Good News ReflectionTuesday of the 30th Week in Ordinary TimeOctober 27, 2009
Today's Saint: FrumentiusPray about the plans that have gone awry:http://wordbytes.org/saints/DailyPrayers/Frumentius.htm
Today's Readings:Rom 8:18-25Ps 126:1b-6Luke 13:18-21http://www.usccb.org/nab/102709.shtmlUSCCB Podcast of the Readings:http://ccc.usccb.org/cccradio/NABPodcasts/09_10_27.mp3
The reign of God in the midst of our sufferings
One of the signs that God's kingdom is here, now, rather than only in heaven or after the Second Coming of Christ, is the fact that in times of trouble there is hope. There is faith. There is trust in God. There's even joy!
These proofs of God's reign usually start very small, like tiny mustard seeds or granules of yeast, as Jesus points out in today's Gospel reading. If we have even the smallest hope, a tiny portion of faith, a wee bit of trust, or a little joy, and if we plant it in the soil of our sufferings where our tears water our prayers, or if we knead it in the dough of our struggles and let it rise in the warmth of our friendship with Christ, it grows. We reap countless blessings.
The Kingdom of God is a kingdom of ministry. Jesus ministers to you and asks you to minister to others. The field of our hardships can either produce pointless sufferings and wasted time and destruction, leaving us with scars that never fully heal and grief that never ends, or it can produce a ministry of outreach and compassion, blessing others as Jesus ministers to them through us, and giving us many reasons to rejoice.
To experience the reign of God in our lives right now, right here in our present pain, we must turn to Jesus to be ministered to and allow him to use our sufferings for the sake of others, like he showed us to do by the example of his own life. It's only when we can see good coming from our hardships that our grief becomes joy and our tears become seeds that sprout into blessed fruits of God's Kingdom.

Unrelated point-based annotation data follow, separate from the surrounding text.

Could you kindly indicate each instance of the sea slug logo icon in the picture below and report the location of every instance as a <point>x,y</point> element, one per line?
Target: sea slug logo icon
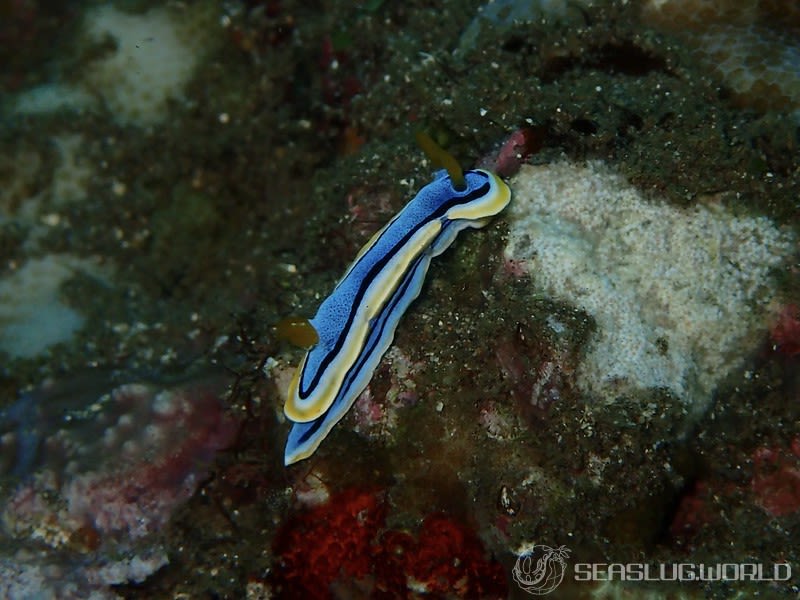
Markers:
<point>540,570</point>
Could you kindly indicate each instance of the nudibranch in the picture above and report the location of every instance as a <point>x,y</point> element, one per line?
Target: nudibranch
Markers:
<point>356,323</point>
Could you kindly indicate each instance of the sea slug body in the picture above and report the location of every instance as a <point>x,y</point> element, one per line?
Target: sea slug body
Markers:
<point>356,323</point>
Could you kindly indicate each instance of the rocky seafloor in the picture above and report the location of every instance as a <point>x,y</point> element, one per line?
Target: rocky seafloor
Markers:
<point>611,366</point>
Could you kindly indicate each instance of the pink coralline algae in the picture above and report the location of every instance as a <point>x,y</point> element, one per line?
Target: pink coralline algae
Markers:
<point>776,479</point>
<point>340,549</point>
<point>106,478</point>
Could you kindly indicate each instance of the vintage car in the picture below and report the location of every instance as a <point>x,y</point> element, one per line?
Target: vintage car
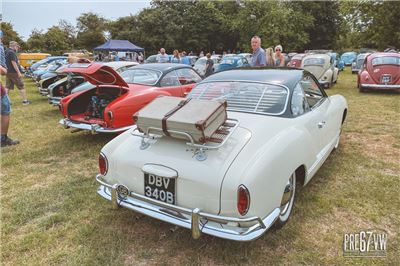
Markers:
<point>356,65</point>
<point>231,62</point>
<point>75,83</point>
<point>348,58</point>
<point>42,64</point>
<point>151,59</point>
<point>248,56</point>
<point>322,67</point>
<point>108,108</point>
<point>28,59</point>
<point>281,127</point>
<point>200,65</point>
<point>338,62</point>
<point>380,71</point>
<point>296,60</point>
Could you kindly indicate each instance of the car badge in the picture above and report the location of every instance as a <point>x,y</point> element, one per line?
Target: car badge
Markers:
<point>122,191</point>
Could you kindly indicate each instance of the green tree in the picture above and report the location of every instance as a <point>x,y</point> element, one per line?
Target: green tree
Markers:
<point>36,41</point>
<point>91,28</point>
<point>371,24</point>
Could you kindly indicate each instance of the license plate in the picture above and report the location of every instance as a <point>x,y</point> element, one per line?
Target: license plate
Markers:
<point>386,79</point>
<point>159,188</point>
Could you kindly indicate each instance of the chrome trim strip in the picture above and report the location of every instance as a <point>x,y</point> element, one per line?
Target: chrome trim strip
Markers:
<point>381,86</point>
<point>94,128</point>
<point>211,224</point>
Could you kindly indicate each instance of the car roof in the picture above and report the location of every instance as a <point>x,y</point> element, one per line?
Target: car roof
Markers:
<point>282,75</point>
<point>324,56</point>
<point>118,64</point>
<point>162,66</point>
<point>381,54</point>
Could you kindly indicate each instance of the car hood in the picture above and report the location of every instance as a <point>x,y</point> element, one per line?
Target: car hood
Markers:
<point>316,70</point>
<point>97,74</point>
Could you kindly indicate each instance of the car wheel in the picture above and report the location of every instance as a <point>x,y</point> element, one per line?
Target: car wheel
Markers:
<point>287,201</point>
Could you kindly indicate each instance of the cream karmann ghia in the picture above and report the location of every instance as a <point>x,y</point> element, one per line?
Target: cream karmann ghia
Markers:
<point>281,127</point>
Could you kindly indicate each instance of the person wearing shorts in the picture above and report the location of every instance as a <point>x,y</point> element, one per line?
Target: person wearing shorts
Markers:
<point>14,76</point>
<point>5,102</point>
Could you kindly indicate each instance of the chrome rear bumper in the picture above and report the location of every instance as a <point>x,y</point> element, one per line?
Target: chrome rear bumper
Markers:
<point>232,228</point>
<point>93,128</point>
<point>380,86</point>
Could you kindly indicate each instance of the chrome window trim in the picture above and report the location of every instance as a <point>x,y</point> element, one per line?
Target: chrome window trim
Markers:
<point>258,82</point>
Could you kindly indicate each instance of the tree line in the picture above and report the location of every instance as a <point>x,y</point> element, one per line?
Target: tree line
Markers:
<point>195,25</point>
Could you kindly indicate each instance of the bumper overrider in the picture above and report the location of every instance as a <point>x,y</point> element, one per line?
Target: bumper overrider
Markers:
<point>232,228</point>
<point>93,128</point>
<point>324,83</point>
<point>381,86</point>
<point>54,100</point>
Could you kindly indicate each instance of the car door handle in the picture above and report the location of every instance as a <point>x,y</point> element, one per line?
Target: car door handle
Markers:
<point>321,124</point>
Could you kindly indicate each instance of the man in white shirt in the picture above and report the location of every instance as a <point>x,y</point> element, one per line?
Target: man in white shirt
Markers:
<point>162,57</point>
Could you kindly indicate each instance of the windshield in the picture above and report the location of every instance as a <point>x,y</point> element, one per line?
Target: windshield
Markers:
<point>348,55</point>
<point>228,61</point>
<point>386,60</point>
<point>201,61</point>
<point>248,97</point>
<point>314,61</point>
<point>38,63</point>
<point>141,76</point>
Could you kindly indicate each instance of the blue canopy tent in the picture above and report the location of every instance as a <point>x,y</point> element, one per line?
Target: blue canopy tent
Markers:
<point>119,46</point>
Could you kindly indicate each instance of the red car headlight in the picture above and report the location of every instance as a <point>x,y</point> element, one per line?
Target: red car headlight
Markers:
<point>103,164</point>
<point>243,200</point>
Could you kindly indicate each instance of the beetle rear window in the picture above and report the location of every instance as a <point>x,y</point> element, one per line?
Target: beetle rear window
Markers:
<point>249,97</point>
<point>386,60</point>
<point>141,76</point>
<point>314,61</point>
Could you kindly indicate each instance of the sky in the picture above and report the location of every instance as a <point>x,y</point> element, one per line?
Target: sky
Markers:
<point>26,15</point>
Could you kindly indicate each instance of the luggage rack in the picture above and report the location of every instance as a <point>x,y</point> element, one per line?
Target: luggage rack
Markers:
<point>217,140</point>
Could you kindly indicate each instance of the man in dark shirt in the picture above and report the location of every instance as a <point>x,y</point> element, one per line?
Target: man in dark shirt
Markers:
<point>258,59</point>
<point>5,102</point>
<point>14,76</point>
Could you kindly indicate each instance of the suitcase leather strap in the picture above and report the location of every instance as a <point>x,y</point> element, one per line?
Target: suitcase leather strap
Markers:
<point>170,113</point>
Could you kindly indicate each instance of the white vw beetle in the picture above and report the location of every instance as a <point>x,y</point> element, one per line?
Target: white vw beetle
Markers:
<point>322,67</point>
<point>281,127</point>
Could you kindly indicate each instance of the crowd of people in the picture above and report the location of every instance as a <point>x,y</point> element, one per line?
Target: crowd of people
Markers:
<point>10,68</point>
<point>269,57</point>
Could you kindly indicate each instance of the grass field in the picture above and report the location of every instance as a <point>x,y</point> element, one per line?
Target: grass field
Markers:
<point>51,213</point>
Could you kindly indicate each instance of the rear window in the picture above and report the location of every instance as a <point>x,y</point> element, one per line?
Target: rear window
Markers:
<point>386,60</point>
<point>141,76</point>
<point>247,97</point>
<point>314,61</point>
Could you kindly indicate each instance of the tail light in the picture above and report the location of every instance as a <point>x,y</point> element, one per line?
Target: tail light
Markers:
<point>103,164</point>
<point>243,200</point>
<point>110,115</point>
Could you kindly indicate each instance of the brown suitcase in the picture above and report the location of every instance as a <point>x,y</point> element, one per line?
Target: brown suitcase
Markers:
<point>198,118</point>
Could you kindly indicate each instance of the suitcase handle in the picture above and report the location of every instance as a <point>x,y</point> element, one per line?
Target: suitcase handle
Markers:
<point>170,113</point>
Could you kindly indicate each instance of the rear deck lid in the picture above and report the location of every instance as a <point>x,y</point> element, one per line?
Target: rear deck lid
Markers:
<point>97,74</point>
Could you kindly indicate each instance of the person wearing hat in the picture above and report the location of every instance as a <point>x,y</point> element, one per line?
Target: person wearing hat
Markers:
<point>279,57</point>
<point>14,76</point>
<point>5,102</point>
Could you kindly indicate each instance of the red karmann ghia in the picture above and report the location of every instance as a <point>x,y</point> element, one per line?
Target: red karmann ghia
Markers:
<point>109,107</point>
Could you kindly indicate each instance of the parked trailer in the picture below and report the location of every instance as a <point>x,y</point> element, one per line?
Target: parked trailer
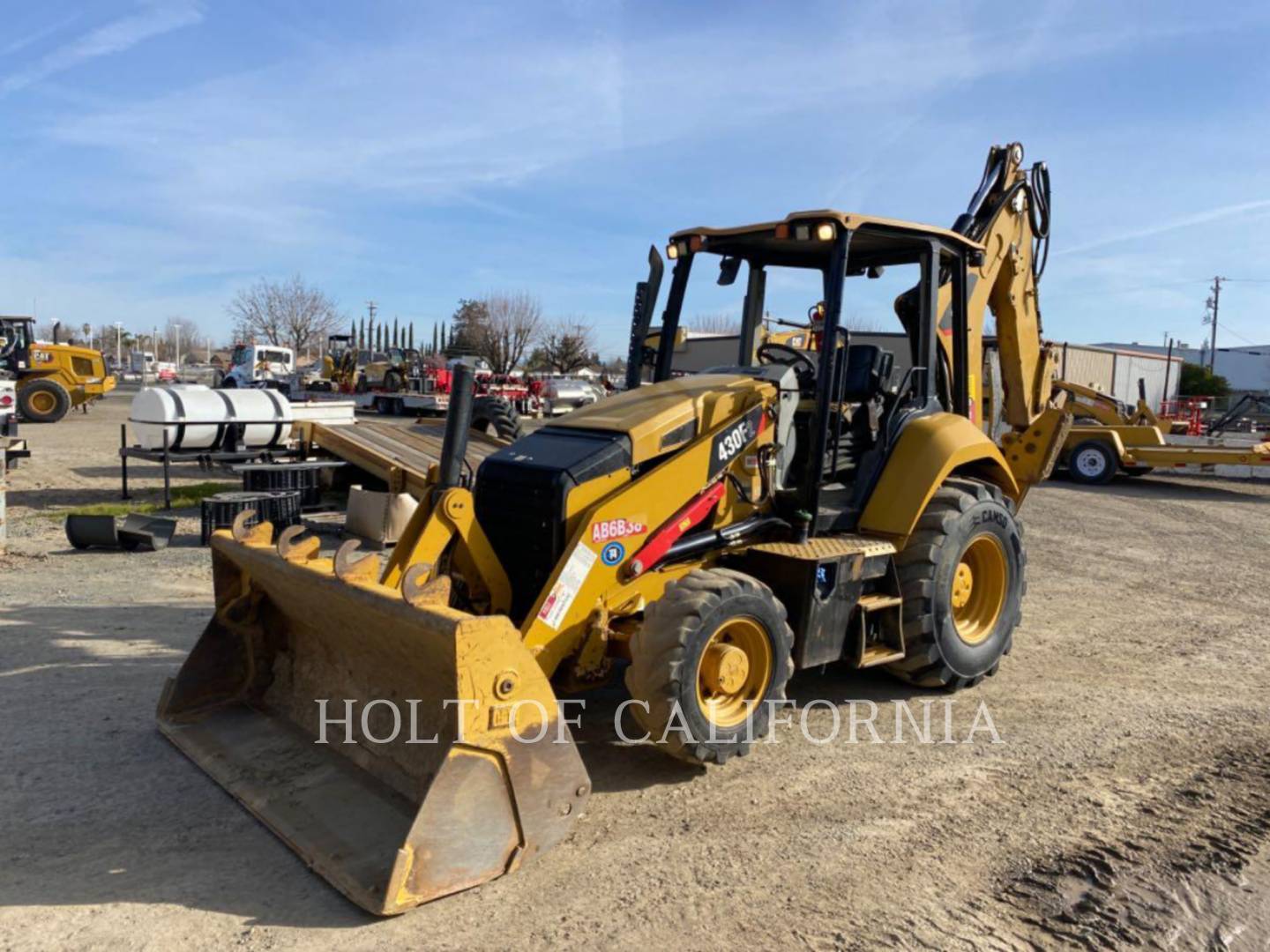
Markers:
<point>1094,455</point>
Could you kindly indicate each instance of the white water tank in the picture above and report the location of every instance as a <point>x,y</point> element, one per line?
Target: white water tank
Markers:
<point>198,418</point>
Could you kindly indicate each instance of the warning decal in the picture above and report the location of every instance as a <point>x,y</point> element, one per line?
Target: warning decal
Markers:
<point>565,591</point>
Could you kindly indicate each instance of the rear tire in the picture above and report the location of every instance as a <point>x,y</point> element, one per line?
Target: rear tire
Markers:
<point>712,654</point>
<point>43,401</point>
<point>1091,462</point>
<point>961,576</point>
<point>496,417</point>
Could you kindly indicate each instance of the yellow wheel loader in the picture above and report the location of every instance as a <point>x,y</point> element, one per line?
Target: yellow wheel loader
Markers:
<point>397,724</point>
<point>51,377</point>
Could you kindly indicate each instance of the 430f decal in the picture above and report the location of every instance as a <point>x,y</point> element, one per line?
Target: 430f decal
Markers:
<point>728,444</point>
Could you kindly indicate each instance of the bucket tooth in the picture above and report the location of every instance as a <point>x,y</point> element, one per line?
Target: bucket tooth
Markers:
<point>295,548</point>
<point>348,569</point>
<point>290,698</point>
<point>421,591</point>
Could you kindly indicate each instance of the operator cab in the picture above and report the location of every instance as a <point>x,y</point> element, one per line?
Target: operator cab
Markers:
<point>841,407</point>
<point>16,338</point>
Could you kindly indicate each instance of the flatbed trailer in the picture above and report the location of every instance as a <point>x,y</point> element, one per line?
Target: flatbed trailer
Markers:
<point>1095,453</point>
<point>400,456</point>
<point>401,403</point>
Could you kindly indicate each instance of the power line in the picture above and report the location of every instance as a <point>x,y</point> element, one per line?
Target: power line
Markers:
<point>1211,317</point>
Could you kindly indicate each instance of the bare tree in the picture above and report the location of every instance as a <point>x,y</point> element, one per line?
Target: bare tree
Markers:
<point>288,314</point>
<point>511,322</point>
<point>568,346</point>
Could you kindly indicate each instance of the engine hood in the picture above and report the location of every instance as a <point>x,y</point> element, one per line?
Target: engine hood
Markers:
<point>661,417</point>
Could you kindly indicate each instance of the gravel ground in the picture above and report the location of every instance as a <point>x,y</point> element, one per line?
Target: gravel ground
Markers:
<point>1128,801</point>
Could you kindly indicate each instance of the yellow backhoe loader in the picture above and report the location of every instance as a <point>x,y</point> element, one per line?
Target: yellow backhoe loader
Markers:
<point>397,724</point>
<point>51,377</point>
<point>1108,438</point>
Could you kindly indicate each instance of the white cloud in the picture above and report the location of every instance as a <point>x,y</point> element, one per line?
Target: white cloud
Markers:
<point>113,37</point>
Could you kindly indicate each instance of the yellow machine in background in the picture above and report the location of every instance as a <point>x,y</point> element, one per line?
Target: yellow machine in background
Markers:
<point>706,536</point>
<point>51,377</point>
<point>1109,438</point>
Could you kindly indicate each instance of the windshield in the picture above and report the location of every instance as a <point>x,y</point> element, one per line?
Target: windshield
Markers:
<point>788,279</point>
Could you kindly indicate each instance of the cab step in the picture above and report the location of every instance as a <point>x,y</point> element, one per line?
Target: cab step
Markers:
<point>877,632</point>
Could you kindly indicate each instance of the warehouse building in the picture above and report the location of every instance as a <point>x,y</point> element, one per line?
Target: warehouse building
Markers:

Today's first reading shows us the attitude of one who lives in God: "I consider the sufferings of the present to be as nothing compared with the glory to be revealed in us." The reign of God is not a quick fix nor a snap of God's almighty finger to produce a magical solution that stops every evil that we cover in prayer. It takes time. And for good reason!
As more dough gets added to our lives, more yeast is required, but the result is a bigger bread that can feed more people. The larger the field that gets fertilized and tilled when we get plowed over with life's difficulties, the more seeds of God's Kingdom we can sow, producing a larger crop and providing more of God's Kingdom to the world.
The reign of God is the glory revealed even – maybe even especially – in the midst of our sufferings. It's the glory that's revealed IN you and me and THROUGH you and me. It's, as Saint Paul calls it, hope.
Our hope is based on the redemptive power of Christ's sacrificial love. Someday, our earthly sufferings will end at the redemption of our bodies as we leave earth in the embrace of Jesus. In the meantime, by his redemptive love, our willingness to minister to others transforms all of our sacrifices into great goodness and tremendous glories here on earth.